Friday, May 22, 2009

Coffee & Counter-Insurgency: Analyzing the anti-Starbucks Jihad

The invaluable Middle East Media Research Institute recently posted a video from al-Nas TV in Egypt. A cleric named Safwat Higazi calls for a boycott against Starbucks because the Starbucks logo is Queen Esther (the heroine of Purim, a Jewish holiday celebrating a foiled plot to murder the Jews of ancient Persia.)



Higazi is not alone, another Egyptian cleric on another channel, citing the Protocols of the Elders of Zion cites detergents, soft drinks, as well as several chain fast food restaurants (including Little Ceasars along with Starbucks) as being Jewish-Zionist products that are part of a plot “to erase Islamic identity.”

This is, of course, like so much in the Arab media, simply ridiculous – feverish conspiracy theories intended to distract from a squalid reality. Hopefully recent Islamist calls to boycott Starbucks will not lead to violence. But the anti-Starbucks campaign has historic resonance and speaks to the root of frustrations in the greater Middle East.

Mocha vs. Java
Bernard Lewis’ The Middle East: A Brief History of the Last 2,000 Years begins by describing a typical coffee shop in the Middle East. He writes:
In outward appearance this Middle Eastern café patron does not look very different from a similar figure sitting in a café in Europe… He will look very different from his predecessors in the same place fifty years ago, still more a hundred years ago. That of course is also true of the European sitting in his café, but the two cases are far from being the same.
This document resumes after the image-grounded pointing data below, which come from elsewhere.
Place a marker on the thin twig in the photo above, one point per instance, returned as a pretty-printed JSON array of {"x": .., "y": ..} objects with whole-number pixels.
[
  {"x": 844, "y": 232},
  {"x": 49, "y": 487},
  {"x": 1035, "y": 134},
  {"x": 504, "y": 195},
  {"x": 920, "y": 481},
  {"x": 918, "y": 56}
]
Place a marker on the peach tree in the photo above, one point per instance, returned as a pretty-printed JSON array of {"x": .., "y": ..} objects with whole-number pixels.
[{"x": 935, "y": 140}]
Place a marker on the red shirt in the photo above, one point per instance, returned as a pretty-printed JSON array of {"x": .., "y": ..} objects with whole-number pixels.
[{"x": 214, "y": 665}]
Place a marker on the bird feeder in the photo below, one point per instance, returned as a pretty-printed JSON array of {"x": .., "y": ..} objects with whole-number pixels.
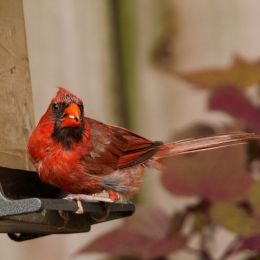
[{"x": 31, "y": 209}]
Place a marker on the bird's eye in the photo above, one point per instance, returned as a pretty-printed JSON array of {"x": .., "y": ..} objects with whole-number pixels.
[
  {"x": 55, "y": 106},
  {"x": 81, "y": 107}
]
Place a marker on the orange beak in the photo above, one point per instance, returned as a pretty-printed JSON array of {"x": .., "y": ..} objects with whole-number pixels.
[{"x": 71, "y": 116}]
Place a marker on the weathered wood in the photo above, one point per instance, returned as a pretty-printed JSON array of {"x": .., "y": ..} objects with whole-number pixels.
[{"x": 16, "y": 112}]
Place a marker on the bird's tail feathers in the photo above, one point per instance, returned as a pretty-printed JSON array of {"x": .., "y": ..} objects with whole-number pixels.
[{"x": 204, "y": 143}]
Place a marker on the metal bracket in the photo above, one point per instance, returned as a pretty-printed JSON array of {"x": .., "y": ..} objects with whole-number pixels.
[{"x": 31, "y": 209}]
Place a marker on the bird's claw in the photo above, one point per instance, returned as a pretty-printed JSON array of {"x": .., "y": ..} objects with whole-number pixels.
[{"x": 95, "y": 197}]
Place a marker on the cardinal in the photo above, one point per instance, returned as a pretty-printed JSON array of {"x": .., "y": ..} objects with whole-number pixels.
[{"x": 84, "y": 157}]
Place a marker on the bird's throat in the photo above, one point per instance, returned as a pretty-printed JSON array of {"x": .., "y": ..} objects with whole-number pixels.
[{"x": 68, "y": 136}]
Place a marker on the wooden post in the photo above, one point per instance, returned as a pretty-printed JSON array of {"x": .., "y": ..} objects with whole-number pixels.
[{"x": 16, "y": 110}]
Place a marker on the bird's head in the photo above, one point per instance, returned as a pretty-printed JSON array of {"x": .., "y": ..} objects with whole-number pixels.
[{"x": 67, "y": 112}]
The changes that have taken place in the appearance, the demeanor, the garb, the behavior of the European during that time are almost entirely of European origin…. In the Middle East, on the other hand, the changes, for the most part, originated from outside, from societies and cultures profoundly alien to the indigenous traditions of the Middle Easterner.
Lewis then goes on to describe how virtually everything in the coffee-shop is of Western origin, from the newspaper read by the patron to the clothes he wears, to the furniture he sits on, is of Western origin. Trousers, newspapers, radios, and cigarettes – all items readily found in a Middle Eastern café – are innovations introduced from the West. But to understand the profound extent of these changes, consider that coffee was originally exported to Europe from the Middle East. The term mocha comes from al-Mukha a Red Sea port in Yemen that was a major center of the coffee trade. For a time in the sixteenth and seventeenth centuries, coffee was the key to prosperity, after the western powers mastered ocean routes to the Far East – undermining Middle Eastern dominance of the spice trade. But this did not last, Lewis writes:
By the end of the eighteenth century, when a Turk or Arab drank a cup of coffee, both the coffee and the sugar had been grown in European colonies and imported by Europeans. Only the hot water was of local provenance. During the nineteenth century, even that became doubtful, as European companies developed the new utilities in Middle Eastern cities.
Lewis’ book is about far more than the history of coffee in the Middle East. But coffee is an apt symbol of how Middle Easterners have been overwhelmed by the West and hopelessly buffeted by its overpowering military, economic, and cultural strength. Conspiracy theories flourish in that environment. 9/11 (and to some extent terrorism in general) is a product of this feeling of helplessness. Western military powers can bomb the Middle East at will. 9/11 was a response.

New Narrative Needed
None of the above is to justify terrorism. But the conflict with radical Islam is a global insurgency and in an insurgency the critical battlespace is hearts and minds. David KilCullen, in his landmark article Twenty-Eight Articles: Fundamentals of Company-level Counterinsurgency gives a ground level view of what is required – but it is worth considering and extrapolating to a global scale.
Since counterinsurgency is a competition to mobilize popular support, it pays to know how people are mobilized. In most societies there are opinion-makers: local leaders, pillars of the community, religious figures, media personalities, and others who set trends and influence public perceptions. This influence, including the pernicious influence of the insurgents, often takes the form of a —single narrative“: a simple, unifying, easily-expressed story or explanation that organizes people‘s experience and provides a framework for understanding events. Nationalist and ethnic historical myths, or sectarian creeds, provide such a narrative. The Iraqi insurgents have one, as do al-Qa‘ida and the Taliban. To undercut their influence you must exploit an alternative narrative: or better yet, tap into an existing narrative that excludes the insurgents. …you might use a nationalist narrative to marginalize foreign fighters in your area, or a narrative of national redemption to undermine former regime elements that have been terrorizing the population. At the company level, you do this in baby steps, by getting to know local opinion-makers, winning their trust, learning what motivates them and building on this to find a single narrative that emphasizes the inevitability and rightness of your ultimate success. This is art, not science.
The jihad against Starbucks fits into a well established narrative. The challenge of developing a compelling alternative remains.